South Korean Prosecutors Wrap up Terra Raids on Exchanges, Tech & VC Firms
A more than week-long prosecution raid of South Korean crypto exchanges and companies linked to Terraform Labs has finally come to an end, with officers admitting that finding the information they were after was challenging.
As reported, the Seoul Southern District Prosecutors’ Office-run Joint Financial and Securities Crime Investigation Team last month swooped on 15 locations as part of its ongoing probe into the “Terra(LUNC) incident.”
The prosecution dispatched officers to the market-leading trading platforms Upbit, Coinone, and Bithumb – along with four other exchanges – at 5:30 PM KST (8:30 AM UTC) on July 20. It is widely understood that the officers were not investigating the exchanges themselves, but rather the trading activities of individuals related to Terraform.
Officers are investigating allegations that Terraform executives were aware of an impending crash or that they “intentionally brought about” the collapse of multiple Terra ecosystem coins in May.

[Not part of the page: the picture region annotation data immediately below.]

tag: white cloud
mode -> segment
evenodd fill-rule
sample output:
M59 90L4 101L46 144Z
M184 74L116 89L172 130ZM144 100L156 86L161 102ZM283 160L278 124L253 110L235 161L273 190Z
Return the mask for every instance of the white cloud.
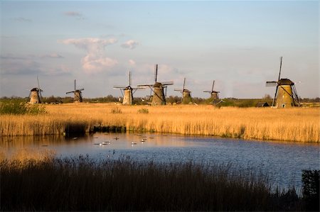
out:
M14 18L13 20L18 22L32 22L31 19L23 17Z
M85 19L82 13L76 11L66 11L64 14L67 16L75 17L79 20Z
M117 43L117 40L100 39L96 38L67 39L58 40L58 43L72 44L76 48L87 51L87 55L81 59L83 70L88 74L97 73L115 66L117 60L105 57L105 48Z
M129 48L131 50L135 48L139 45L139 43L136 40L129 40L121 46L124 48Z
M48 54L48 55L41 55L41 57L44 57L44 58L63 58L63 56L61 56L59 54L57 53L52 53L52 54Z
M136 62L133 60L129 60L129 65L134 66L136 65Z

The team also searched the Seoul home of the Terraform Labs co-founder Daniel Shin, in addition to at least two companies he is linked with – Chai, a leading fintech tech firm, and an unnamed venture capital company.
Investors have accused Shin and his co-founder Do Kwon of willingly bringing about the crash.

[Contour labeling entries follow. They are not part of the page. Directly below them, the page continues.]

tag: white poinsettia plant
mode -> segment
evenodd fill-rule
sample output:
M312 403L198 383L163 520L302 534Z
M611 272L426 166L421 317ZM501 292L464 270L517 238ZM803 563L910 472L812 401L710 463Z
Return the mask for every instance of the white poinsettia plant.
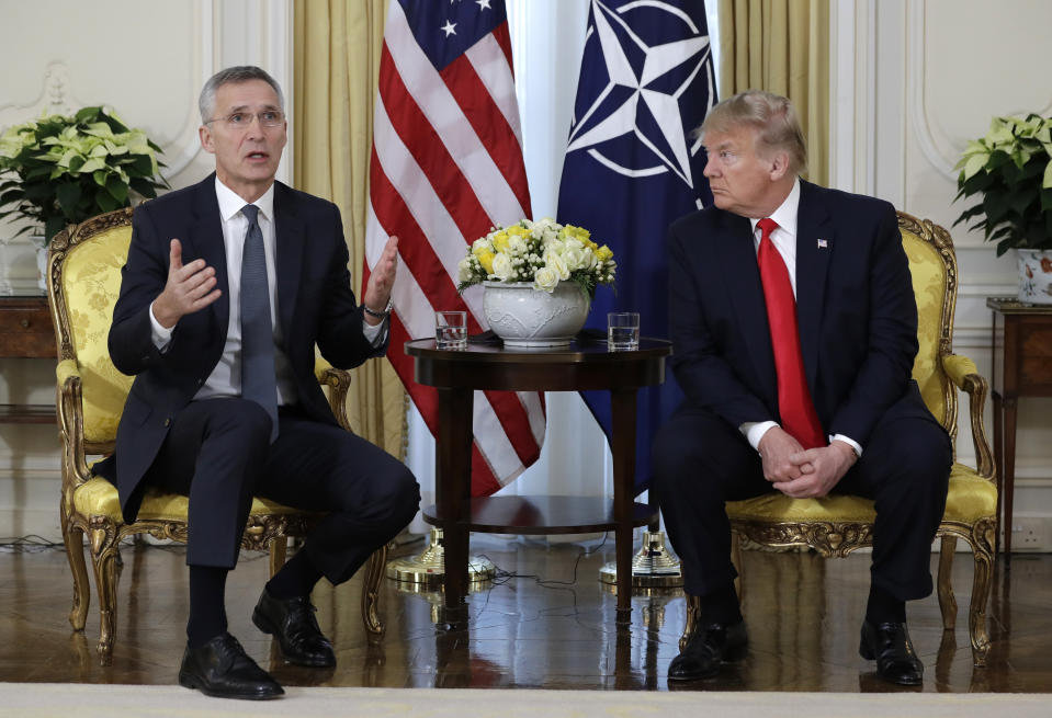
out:
M0 218L29 220L46 241L68 224L156 197L161 151L102 106L43 115L0 135ZM20 232L21 233L21 232Z
M559 282L573 282L589 297L600 284L613 284L613 252L591 240L587 229L551 218L523 219L496 227L479 237L457 267L457 292L483 282L532 282L552 293Z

Although officers were pictured leaving multiple premises in Seoul on June 21 carrying boxes full of seized materials, it appears that they later returned and spent a total of seven days at many of the addresses.
Newsis reported that Dunamu & Partners, a subsidiary of the Upbit operator Dunamu, which bought a substantial number of LUNC tokens in 2018, was also raided. The firm sold its entire LUNC holdings for bitcoin (BTC) in February 2021, and its parent company has dismissed allegations of wrongdoing.
The same report quoted an unnamed official from the prosecution team as stating:
“It took us a long time to extract the [data we were looking for] from the confiscated [files and documents] by using digital forensics. It also took us a long time to check the [data’s] relevance [as potential] evidence.”